Understanding Comics by Scott McCloud
Just a few pages into McCloud's "Understanding Comics," I was intrigued by multiple concepts that served as lenses to see comics through a variety of different perspectives. The analytical approach towards deconstructing comics; as expected from McCloud's background which he mentions of in his TEDx Talk, brings the notions of the psyche and its functioning. All this, to get a better understanding the way we as humans interact with and perceive art and comics.

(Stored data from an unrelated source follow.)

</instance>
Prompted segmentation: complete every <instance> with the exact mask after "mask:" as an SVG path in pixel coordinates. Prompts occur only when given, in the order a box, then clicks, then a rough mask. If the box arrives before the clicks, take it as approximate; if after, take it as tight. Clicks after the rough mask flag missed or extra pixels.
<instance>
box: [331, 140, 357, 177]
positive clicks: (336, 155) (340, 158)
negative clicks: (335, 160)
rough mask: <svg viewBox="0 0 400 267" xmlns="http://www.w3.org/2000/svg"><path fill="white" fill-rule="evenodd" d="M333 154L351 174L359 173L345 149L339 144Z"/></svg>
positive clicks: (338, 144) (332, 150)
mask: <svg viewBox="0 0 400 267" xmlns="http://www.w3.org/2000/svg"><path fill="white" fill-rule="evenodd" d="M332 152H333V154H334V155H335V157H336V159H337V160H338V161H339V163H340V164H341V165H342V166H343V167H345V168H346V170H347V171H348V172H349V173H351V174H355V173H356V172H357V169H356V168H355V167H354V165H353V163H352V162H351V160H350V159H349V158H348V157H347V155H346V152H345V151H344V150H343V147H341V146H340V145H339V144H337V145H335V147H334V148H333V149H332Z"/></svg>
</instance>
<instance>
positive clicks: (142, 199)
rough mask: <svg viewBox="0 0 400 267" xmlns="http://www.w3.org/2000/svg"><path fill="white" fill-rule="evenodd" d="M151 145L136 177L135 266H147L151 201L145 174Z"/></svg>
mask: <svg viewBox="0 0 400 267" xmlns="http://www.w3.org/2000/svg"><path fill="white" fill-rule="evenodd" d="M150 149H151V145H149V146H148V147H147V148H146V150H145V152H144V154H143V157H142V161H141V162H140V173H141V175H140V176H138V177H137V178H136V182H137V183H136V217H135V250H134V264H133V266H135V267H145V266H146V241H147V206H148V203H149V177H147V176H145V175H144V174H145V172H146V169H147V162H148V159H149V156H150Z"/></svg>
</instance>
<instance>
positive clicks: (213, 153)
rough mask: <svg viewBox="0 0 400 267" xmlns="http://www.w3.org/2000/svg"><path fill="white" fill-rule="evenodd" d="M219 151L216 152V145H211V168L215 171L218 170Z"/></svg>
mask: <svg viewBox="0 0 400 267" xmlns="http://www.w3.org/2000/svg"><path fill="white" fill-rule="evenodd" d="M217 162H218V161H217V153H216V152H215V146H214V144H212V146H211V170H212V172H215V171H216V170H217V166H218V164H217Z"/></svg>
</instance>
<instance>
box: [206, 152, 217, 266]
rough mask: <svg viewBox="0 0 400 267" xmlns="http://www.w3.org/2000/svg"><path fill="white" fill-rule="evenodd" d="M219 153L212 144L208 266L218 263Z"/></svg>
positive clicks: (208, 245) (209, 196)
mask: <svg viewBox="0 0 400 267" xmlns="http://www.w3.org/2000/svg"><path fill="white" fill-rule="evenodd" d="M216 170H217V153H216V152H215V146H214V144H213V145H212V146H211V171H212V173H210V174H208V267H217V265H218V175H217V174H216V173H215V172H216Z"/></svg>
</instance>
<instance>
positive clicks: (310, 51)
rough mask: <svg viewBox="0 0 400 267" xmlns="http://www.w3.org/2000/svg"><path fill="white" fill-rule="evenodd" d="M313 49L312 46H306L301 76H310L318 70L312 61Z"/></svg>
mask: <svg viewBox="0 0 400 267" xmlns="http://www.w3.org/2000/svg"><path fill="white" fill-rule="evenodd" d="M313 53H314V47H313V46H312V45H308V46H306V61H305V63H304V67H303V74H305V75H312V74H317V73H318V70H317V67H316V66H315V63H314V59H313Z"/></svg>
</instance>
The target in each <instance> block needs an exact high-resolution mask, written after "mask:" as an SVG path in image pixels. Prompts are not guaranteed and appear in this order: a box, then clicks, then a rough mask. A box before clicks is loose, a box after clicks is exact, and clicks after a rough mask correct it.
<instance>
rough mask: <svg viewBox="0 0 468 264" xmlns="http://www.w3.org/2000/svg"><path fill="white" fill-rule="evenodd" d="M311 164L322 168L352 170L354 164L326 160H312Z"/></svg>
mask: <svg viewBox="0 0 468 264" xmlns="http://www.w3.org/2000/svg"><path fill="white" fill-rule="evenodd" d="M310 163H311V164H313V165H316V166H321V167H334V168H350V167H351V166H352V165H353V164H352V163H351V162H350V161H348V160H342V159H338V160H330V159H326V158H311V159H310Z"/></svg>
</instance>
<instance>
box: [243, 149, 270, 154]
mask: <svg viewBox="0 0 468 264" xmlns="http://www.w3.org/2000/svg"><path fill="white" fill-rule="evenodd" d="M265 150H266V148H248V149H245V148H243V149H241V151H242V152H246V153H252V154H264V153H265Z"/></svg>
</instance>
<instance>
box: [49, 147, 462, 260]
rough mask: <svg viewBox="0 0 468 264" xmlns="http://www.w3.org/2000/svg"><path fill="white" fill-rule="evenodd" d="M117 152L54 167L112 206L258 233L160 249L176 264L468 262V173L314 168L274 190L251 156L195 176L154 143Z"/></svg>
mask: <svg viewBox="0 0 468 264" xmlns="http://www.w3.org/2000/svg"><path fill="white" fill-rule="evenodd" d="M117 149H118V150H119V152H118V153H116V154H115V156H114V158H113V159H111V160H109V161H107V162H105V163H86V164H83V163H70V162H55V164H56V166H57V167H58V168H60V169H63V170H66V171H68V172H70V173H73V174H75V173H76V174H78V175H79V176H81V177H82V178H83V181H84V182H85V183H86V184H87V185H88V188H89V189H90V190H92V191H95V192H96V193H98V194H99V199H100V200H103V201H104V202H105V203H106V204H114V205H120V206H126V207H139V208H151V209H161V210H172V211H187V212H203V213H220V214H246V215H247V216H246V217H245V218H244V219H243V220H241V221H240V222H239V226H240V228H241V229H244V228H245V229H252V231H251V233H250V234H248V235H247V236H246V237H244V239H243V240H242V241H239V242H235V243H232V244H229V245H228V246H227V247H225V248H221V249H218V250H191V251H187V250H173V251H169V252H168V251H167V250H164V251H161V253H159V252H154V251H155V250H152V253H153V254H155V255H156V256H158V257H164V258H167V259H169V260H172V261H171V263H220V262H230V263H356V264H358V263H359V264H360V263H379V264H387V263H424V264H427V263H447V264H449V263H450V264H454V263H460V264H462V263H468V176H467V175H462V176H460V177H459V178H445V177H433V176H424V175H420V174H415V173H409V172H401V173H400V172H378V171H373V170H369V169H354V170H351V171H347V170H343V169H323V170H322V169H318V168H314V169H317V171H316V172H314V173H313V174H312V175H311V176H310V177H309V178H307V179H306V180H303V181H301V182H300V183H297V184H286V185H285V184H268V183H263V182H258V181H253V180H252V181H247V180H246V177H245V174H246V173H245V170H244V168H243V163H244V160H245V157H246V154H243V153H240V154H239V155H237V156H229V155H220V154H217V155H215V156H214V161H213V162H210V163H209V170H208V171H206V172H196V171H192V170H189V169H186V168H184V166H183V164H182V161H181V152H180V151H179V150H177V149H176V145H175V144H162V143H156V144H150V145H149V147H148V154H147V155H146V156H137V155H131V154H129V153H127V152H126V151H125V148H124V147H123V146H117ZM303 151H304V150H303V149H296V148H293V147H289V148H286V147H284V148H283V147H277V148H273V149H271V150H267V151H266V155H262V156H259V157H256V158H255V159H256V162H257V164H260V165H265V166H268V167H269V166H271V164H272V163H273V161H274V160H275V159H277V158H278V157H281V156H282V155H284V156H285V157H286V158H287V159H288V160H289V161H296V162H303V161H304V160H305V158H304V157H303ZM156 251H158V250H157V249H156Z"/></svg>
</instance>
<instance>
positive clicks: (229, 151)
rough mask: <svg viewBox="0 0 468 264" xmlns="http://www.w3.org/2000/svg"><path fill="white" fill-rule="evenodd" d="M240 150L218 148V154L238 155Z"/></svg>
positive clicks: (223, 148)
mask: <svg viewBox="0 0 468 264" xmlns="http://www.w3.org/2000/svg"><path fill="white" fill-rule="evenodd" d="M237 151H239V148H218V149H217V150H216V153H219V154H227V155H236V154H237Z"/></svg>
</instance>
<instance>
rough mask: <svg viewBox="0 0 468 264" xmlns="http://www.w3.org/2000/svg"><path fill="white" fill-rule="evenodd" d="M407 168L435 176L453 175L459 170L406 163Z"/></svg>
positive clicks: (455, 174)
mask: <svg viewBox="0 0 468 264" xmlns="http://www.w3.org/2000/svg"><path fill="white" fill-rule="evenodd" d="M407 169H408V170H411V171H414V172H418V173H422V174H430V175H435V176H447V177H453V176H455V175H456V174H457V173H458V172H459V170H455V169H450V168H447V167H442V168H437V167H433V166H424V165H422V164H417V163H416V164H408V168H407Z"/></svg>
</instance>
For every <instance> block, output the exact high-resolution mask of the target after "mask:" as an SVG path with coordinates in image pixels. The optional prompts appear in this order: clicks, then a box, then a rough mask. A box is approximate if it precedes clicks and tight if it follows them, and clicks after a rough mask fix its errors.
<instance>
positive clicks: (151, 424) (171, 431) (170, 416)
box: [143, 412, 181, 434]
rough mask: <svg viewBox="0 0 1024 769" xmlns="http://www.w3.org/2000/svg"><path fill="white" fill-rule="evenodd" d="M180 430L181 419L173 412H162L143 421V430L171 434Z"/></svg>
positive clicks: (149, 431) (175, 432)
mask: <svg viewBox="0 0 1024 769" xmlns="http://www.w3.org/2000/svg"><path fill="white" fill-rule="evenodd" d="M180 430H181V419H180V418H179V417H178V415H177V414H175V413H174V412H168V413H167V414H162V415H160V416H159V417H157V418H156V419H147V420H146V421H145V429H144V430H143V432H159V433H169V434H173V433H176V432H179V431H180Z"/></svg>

The compression of time through elements such as the Gutter and Transitions peaked my interest a lot. It reminded me of this neurological problem I had read of once in the Phantoms in the Brain by V.S. Ramachandran called 'motion blindness' or Akinetopsia, where victims are disabled from seeing fluid motion and instead see rigid frames a few varying seconds after each other. When paying attention to how time is perceived in the white space between comic panels we are able to get insight into our brain's functioning of understanding information that is being relayed to it. McCloud smoothly carries on this kind of inquisitive mind wandering into the concept of icons which commented on our neurological wiring- our inescapable tendency to recognize and see ourselves in everything. There is an apprehension of our brain- in a way, hallucinating our conscious reality. And how comics use this aspect of the human psyche to create visuals that allow readers to "be" and not just "see." Playing on the philosophy of extensions of identity, we are able to interact with comics and see reflections of selves in the form of archetypes.